By James Eli Shiffer

From the moment I started Whistleblower, I found out that I had formidable competition from some web sites I had never heard of: places like ripoffreport.com and complaintsboard.com. They're often the first sites that pop up on search engines when people who are unhappy with a product or service try to find out if they have company. They're also the flip side of the web's wild world of product endorsement, which the Federal Trade Commission tried to bring some order to this week by requiring bloggers to disclose if they're being paid to shill for something.

The world of dissing companies and products is equally wild. At its best, consumers' ability to complain to millions about their defective dishwasher or crappy car wash keeps companies honest. And companies do respond, with rebuttals or mea culpas. At its worst, it's a megaphone for liars or those mounting ad hominem attacks. One of Ripoff Report's categories is "adultery." You can search those entries for yourself.

So where does that leave Whistleblower? The answer isn't as obvious as you might think. Of course, we don't publish random anonymous, potentially defamatory allegations. Such claims occasionally appear in comments on stories and blog posts, but we're working to police those more effectively. While I was live-blogging last year's election, I published reports from readers (for which I required their real names) about polling problems they were experiencing without confirming them. In that case, the importance of timeliness and the value of an instant forum to voters outweighed the potential harm of publishing something that was not quite right. I also counted on the self-correcting nature of the Internet - if they were telling me something completely off-base, I would hear about it and follow up.

For everything else, Whistleblower has investigated your allegations - and tossed some of them out after we found out the complaint was misdirected or just plain wrong.

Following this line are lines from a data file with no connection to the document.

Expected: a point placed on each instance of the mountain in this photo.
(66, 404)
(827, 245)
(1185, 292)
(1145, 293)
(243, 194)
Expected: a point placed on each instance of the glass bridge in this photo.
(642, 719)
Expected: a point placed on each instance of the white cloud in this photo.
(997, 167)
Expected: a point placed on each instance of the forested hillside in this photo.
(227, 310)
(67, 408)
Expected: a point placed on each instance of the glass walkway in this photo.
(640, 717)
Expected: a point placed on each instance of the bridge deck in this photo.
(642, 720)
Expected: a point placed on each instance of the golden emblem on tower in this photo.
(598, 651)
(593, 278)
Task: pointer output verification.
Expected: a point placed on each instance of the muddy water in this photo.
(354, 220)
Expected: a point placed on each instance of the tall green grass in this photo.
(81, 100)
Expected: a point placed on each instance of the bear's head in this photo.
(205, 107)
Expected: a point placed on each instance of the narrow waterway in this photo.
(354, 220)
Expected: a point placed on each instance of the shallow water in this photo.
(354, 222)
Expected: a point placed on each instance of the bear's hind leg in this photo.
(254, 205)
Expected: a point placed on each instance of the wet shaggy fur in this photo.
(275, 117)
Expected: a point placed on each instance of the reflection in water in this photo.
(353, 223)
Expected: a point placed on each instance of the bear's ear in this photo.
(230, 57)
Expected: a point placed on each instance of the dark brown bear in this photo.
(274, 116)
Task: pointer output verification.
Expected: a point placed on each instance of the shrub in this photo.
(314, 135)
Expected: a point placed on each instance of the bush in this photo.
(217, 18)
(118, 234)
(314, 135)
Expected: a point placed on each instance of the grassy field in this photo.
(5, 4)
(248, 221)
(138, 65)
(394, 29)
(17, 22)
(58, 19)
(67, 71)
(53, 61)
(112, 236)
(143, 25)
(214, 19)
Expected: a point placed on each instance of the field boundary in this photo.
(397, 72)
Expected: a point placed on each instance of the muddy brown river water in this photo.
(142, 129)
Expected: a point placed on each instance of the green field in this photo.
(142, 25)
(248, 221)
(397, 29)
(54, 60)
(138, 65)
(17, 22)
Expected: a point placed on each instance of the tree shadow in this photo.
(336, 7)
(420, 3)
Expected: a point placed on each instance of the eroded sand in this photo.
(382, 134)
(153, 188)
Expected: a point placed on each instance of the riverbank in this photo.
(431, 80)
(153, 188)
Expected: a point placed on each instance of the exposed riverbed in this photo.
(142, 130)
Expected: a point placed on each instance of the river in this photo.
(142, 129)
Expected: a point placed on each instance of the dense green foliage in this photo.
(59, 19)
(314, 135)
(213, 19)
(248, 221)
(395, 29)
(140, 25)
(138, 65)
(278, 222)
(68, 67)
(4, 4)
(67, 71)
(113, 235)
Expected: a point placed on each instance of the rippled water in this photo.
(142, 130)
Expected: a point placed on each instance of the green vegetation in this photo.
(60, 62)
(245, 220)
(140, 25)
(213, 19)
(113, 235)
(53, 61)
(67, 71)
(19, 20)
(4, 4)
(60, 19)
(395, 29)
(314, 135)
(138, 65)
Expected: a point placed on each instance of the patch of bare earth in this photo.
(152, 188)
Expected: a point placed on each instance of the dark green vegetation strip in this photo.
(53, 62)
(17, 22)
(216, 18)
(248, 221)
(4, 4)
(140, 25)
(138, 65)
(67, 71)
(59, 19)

The team can't get to as many as we would like, so we're constantly thinking about ways to share more of your tips in a way that reflects the best of the web - a community in which every voice can be heard. But a newsroom sage long ago told me that often, the most important decision a journalistic can make is not to publish a story.

Still, I know Whistleblower can't ignore the world of online consumer gripes. Audrey Lazarus first got suspicious about her work-at-home business that I wrote about last month when she found online complaints from others who felt burned by Bankcard Empire. The company has vigorously responded to online attacks on its reputation. Ripoff Report features a lengthy assertion of Bankcard Empire's integrity, authored by Ripoff Report founder Ed Magedson, but sounding as if it was written by the company's PR department. Perhaps that was an effort to stay out of the defamation lawsuit that the company filed last month against eight people after they posted negative statements about the company on online forums.

The Ripoff Report's slogan reads, in part, "let the truth be known." Read down a bit further, and you'll find, "While we encourage and even require authors to only file truthful reports, Ripoff Report does not guarantee that all reports are authenic or accurate."

For the record, Whistleblower guarantees that what we report is accurate to the best of our knowledge, or we'll correct it. In the age of the free speech free-for-all, I'm confident that matters.